Les dirigeants des Eglises et des organismes religieux membres de Kairos ont été informés de cette décision dans une lettre envoyée le 7 octobre 2016 par le président de la CECC, Mgr Douglas Crosby, évêque de Hamilton, précise le communiqué des évêques canadiens.

Selon les évêques, «cette décision fait suite à des consultations avec le Conseil permanent de la CECC, le Bureau de direction, la Commission pour la justice et la paix, et la Commission pour l’unité chrétienne, les relations religieuses avec les juifs et le dialogue interreligieux».

«Avec regret»

«Les évêques ont exprimé une satisfaction particulière pour l’attention que Kairos donne aux droits autochtones et à l’environnement, tout en reconnaissant que la CECC peut souvent prendre une approche différente à ces thèmes importants. La CECC reste déterminée à travailler au niveau œcuménique sur les initiatives de la justice et la paix qui sont conformes aux principes fondamentaux de l’œcuménisme.
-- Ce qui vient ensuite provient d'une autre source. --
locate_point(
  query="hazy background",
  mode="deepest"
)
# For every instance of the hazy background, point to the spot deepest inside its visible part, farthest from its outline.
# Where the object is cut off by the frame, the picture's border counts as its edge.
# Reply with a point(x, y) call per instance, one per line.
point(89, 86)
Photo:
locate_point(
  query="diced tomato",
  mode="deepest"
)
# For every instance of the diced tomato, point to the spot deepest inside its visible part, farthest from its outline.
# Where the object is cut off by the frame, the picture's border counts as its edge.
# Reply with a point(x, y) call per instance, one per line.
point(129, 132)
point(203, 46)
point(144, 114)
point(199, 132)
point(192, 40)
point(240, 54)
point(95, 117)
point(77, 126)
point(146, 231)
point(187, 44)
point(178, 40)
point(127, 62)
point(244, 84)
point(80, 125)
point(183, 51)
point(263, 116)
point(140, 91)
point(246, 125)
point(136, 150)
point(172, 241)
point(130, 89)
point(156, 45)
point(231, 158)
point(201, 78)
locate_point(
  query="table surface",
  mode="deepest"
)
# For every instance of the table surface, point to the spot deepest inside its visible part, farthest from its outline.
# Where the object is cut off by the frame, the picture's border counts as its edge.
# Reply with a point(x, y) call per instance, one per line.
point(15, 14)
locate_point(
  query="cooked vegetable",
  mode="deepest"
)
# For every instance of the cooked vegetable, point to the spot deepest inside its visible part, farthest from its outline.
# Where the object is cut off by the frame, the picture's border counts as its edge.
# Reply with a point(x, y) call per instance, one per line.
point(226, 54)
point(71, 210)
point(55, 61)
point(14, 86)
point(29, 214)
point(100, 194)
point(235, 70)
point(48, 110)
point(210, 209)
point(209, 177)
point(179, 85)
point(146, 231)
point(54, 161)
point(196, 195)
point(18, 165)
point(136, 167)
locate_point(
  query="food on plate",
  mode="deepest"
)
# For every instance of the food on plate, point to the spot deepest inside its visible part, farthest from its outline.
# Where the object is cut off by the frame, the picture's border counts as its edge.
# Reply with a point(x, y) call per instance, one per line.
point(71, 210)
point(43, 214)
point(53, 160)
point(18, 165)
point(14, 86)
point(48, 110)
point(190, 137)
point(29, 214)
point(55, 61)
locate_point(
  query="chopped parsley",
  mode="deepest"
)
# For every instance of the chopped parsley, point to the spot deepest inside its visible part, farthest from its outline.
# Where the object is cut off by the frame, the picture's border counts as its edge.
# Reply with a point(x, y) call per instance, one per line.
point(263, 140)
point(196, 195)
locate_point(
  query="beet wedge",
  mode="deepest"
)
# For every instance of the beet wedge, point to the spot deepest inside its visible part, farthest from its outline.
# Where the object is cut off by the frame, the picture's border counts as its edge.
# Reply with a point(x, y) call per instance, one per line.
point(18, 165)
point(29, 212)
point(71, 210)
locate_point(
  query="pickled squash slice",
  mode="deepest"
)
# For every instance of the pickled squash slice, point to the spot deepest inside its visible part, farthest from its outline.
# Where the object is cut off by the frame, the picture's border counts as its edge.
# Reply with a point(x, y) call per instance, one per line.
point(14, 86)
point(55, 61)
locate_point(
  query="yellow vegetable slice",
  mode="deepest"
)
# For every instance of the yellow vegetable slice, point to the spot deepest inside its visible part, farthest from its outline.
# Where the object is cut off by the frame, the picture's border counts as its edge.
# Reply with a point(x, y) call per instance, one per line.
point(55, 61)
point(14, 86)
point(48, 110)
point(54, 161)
Cependant, les évêques du Canada ont déterminé que la façon dont Kairos est structuré, tout en étant parfaitement légitime, ne favorise pas le genre d’engagement œcuménique dont ils ont besoin…», écrit la CECC, qui dit avoir mis fin «avec regret» à sa participation à Kairos.

Des raisons restées vagues

Le communiqué de la CECC reste vague sur les raisons de sa décision, relève pour sa part le journaliste François Gloutnay, de l’agence d’information religieuse Présence, à Montréal, sur le site de la radio québécoise Radio VM (anciennement Radio Ville-Marie).

Depuis 15 ans, Kairos offre aux différentes Eglises chrétiennes du Canada de poser des gestes et de parler d’une seule voix dans des dossiers de justice sociale, de désarmement et de protection de l’environnement. Onze Eglises et institutions en sont membres, dont l’Eglise anglicane du Canada, l’Eglise presbytérienne au Canada et l’Eglise Unie du Canada. Parmi les organismes qui en font partie, on note le Comité central mennonite et le Fonds du primat pour le secours et le développement mondial, lié à l’Eglise anglicane. Trois institutions catholiques en sont aussi membres: la Conférence religieuse canadienne (CRC), Développement et Paix et, jusqu’à tout récemment, la Conférence des évêques catholiques du Canada. La CECC est d’ailleurs un des membres fondateurs de Kairos.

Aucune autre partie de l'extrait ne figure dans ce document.